Gen. Alexander Haig, former NATO commander in Europe and high on the list of Ronald Reagan's transitional advisory team, has strongly warned here against the Soviet arms buildup in a speech considered significant for the incoming administration.
General Haig, now retired from military service, was a candidate for the Republican presidential nomination for a short time. Now he is head of United Technologies Inc.
His international views were given at a public seminar here and were studied with deepest interest as a clue to Mr. Reagan's thinking. He warned a growing Soviet military strength and declared it "vitally important" for the United States to open "an umbrella of confidence" for its allies.
General Haig's warning, delivered with intensity, was in some ways a replay of Reagan's campaign speeches and the Republican platform. He argued that the US must put itself in a posture of strength if and when a more activist leadership takes over in the Kremlin. He deplored the "excess welfare state" in the US, charging that the supposed beneficiaries are becoming the victims of inflation and unemployment. He argued this also undercuts allies' confidence in the US.
Haig, who last year opposed ratification of the SALT II treaty, denied that he was guilty of "jingoistic saber rattling" but urged rather that new arms negotiations be carried on with Moscow "with intensity, and a determination to achieve success."
He charged that "we have conducted our diplomacy so as to make terrorism chic throughout the world." America has lost its "sense of direction," he said. Search for social justice, he argued, cannot stand in the way of America seeking cooperation from totalitarian regimes in a world struggle.
Mr. Carter's National Security Adviser, Zbigniew Brzezinski, preceded Haig in a seminar arranged by Sen. John Heinz III (R) of Pennsylvania. He defended the Carter foreign policy, arguing that protection of the volatile Persian Gulf oil region by the United States now is a permanent American vital interest, a "third central strategic zone," the first two being Western Europe and the Pacific area.
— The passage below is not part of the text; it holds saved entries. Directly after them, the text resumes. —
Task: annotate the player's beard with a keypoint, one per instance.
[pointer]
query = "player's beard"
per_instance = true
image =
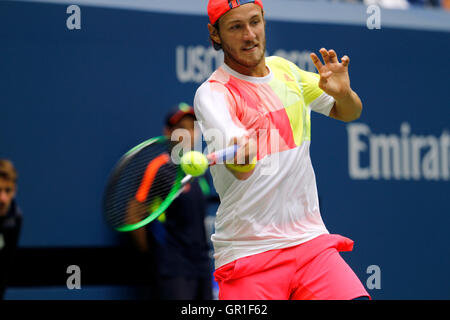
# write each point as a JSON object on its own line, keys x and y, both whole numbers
{"x": 247, "y": 63}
Haig may hgave a post in the White House as he did under President Nixon. He served as Nixon's chief of staff after H. R. Haldeman was dismissed and was a central figure in the final weeks before Mr. Nixon's resignation.
The Haig speech is being searched eagerly here for political portents as the United States plunges into the extraordinary 2 1/2 month post-election period in which there are, in effect, two presidents.
An indication of the wood during the transition is an invitation for President-elect Reagan, who comes to Washington next week, to stay at Blair House, across from the White House. Blair House is the traditional guesthouse of foreign dignitaries. It would give the former California governor the status of guest of President Carter. Hitherto, presidents-elect have stayed at Washington hotels or private residences. Mr. Reagan has not yet formally accepted the invitation, though it characterizes the prevailing mood which William Brock, chairman of the Republican National Committee, acknowledged here "is very cooperative."
This has not always been so. In 1933, post-election rancor prevented a smooth Hoover-Roosevelt transition, culminating in the closing of every US bank after the inaugural.